Note
Access to this page requires authorization. You can try signing in or changing directories.
Access to this page requires authorization. You can try changing directories.
Important
Items marked (preview) in this article are currently in public preview. This preview is provided without a service-level agreement, and we don't recommend it for production workloads. Certain features might not be supported or might have constrained capabilities. For more information, see Supplemental Terms of Use for Microsoft Azure Previews.
Import and deploy your own model weights on Foundry using the Fireworks inference runtime.
In this article, you learn how to import, register, and deploy your own custom model weights in Microsoft Foundry. Custom model import (also known as bring your own weights) lets you run your proprietary or fine-tuned open-weight models within the Foundry ecosystem.
Note
This custom model import guide uses the Fireworks on Foundry integration. For an overview of available catalog models, supported architectures, data privacy, and limitations, see Use Fireworks models on Foundry.
The import workflow has four steps:
- Prepare your model files in a supported architecture.
- Register the model in the Foundry portal.
- Upload model weights using the Azure Developer CLI.
- Deploy the model to Fireworks inference infrastructure.
Prerequisites
Before you begin, make sure your Azure environment is set up and that you have the required tools installed. To complete the steps in this article, you need the following resources and permissions:
- An Azure subscription. If you don't have one, create a free account.
- A Foundry resource with a Foundry project.
- The Fireworks on Foundry preview feature enabled in your subscription. For setup steps, see Use Fireworks models on Foundry.
- The Cognitive Services Contributor role or equivalent permissions on the Foundry resource to create and manage deployments. For more information, see Azure role based access control.
- Azure Developer CLI (
azd) installed locally. The import workflow usesazdto upload model weights.
Region availability
Support for deploying custom models is available in all global Azure regions except for Azure Government cloud environments.
Model requirements
Custom models must match a supported architecture and include specific files for Foundry to register and deploy them.
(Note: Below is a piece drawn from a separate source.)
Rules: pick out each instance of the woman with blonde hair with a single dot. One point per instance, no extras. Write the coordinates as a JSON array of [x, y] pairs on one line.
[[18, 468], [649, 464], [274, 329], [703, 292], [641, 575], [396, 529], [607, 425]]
Review both requirements before starting the import process.
Supported architectures
Custom models must be based on one of the following model architectures:
| Model Architecture | Versions |
|---|---|
| DeepSeek | V3.1, V3.2 |
| Kimi | K2, K2.5 |
| GLM | 4.7, 4.8 |
| OpenAI | gpt-oss-120b |
| Qwen | qwen3-14b |
Required model files
Your model directory must include the following files:
| File | Description |
|---|---|
config.json |
Model configuration (architecture, hyperparameters). |
*.safetensors or *.bin |
One or more model weight files. |
*.index.json |
At least one weights index file that maps weight shards. |
tokenizer.model, tokenizer.json, or tokenizer_config.json |
Tokenizer files required for the model. |
Important
Only full-weight models with original quantization are supported. LoRA adapters or custom quantized models aren't currently supported in this preview.
Import a custom model
The import process starts in the Foundry portal, where you register your model, and then uses the Azure Developer CLI to upload the model weights from your local machine.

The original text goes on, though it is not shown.